DURHAM, N.C. -- Medical professionals conducting clinical trials should provide more information about financial conflicts of interest before they talk to patients about participating in the trials.
That is one of the main conclusions of a new survey by researchers from Duke University Medical Center and Johns Hopkins University. Their study found that 41 percent of the clinical trial coordinators surveyed had experience disclosing financial aspects of the trial to potential participants, and 28 percent of the coordinators had been asked by participants about potential financial conflicts.
Financial interests can include such things as corporate support for the costs of the trial and its personnel, a researcher's consulting contract with a company that has a vested interest in a trial and an investigator's ownership of stock in a sponsoring company. Clinical trial coordinators usually conduct most of the informed consent process by explaining to potential participants such details of the study as possible health benefits and risks.
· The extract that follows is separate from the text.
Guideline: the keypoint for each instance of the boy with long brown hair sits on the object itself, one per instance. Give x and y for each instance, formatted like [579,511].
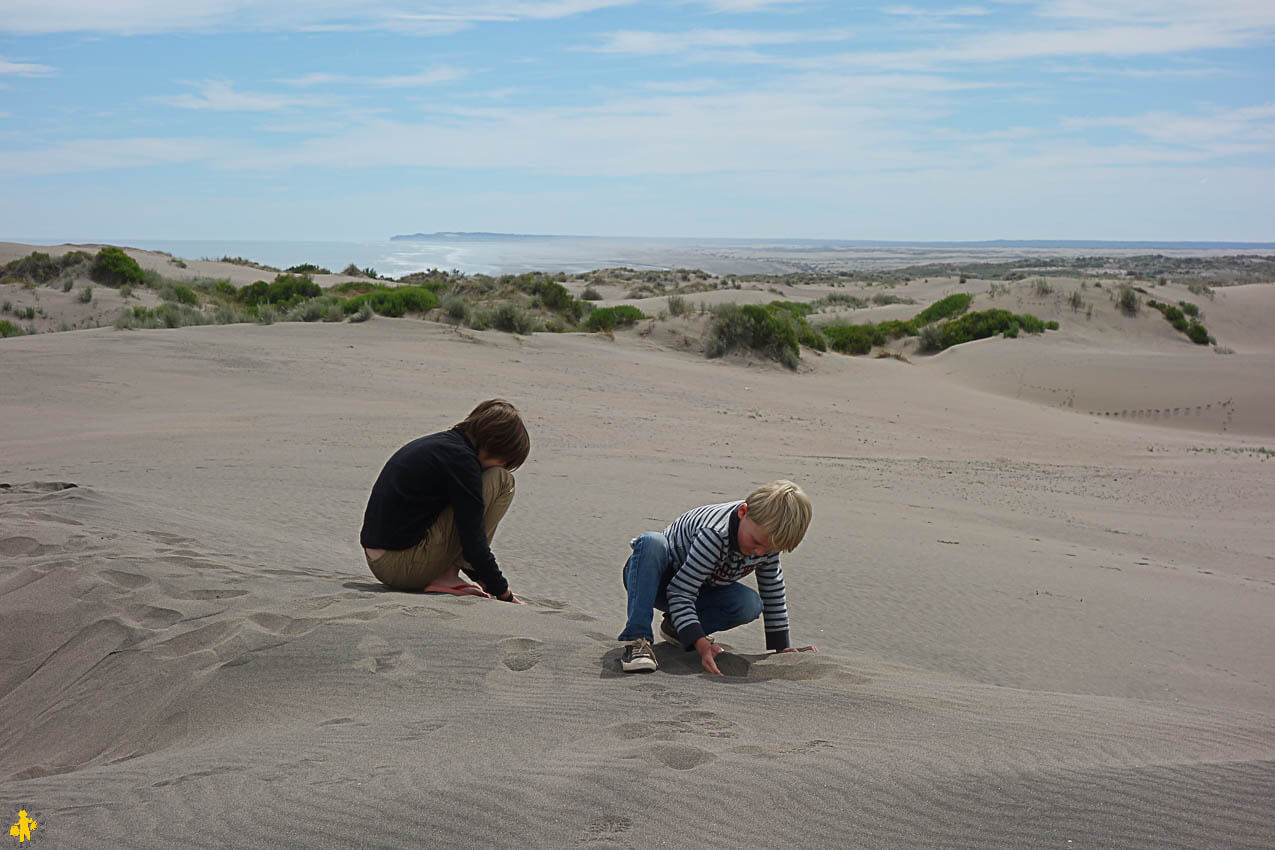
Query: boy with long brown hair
[435,506]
But more frequently now, the talk also includes financial conflicts of interest when they are relevant to the particular trial.
"We found that coordinators who had more experience discussing financial matters felt more comfortable in discussing them with potential clinical trial participants," said Joelle Friedman, who presented the results of the latest survey April 22, 2007, during the annual meeting of the Association of Clinical Research Professionals in Seattle. Jeremy Sugarman, M.D., of Johns Hopkins Berman Institute of Bioethics, also participated in the presentation.
"When we asked the coordinators what they felt were the major barriers to providing financial information to patients, 76 percent cited lack of information about the financial aspects of the trial and 26 percent said they didn't think the patient would understand the disclosure," Friedman continued.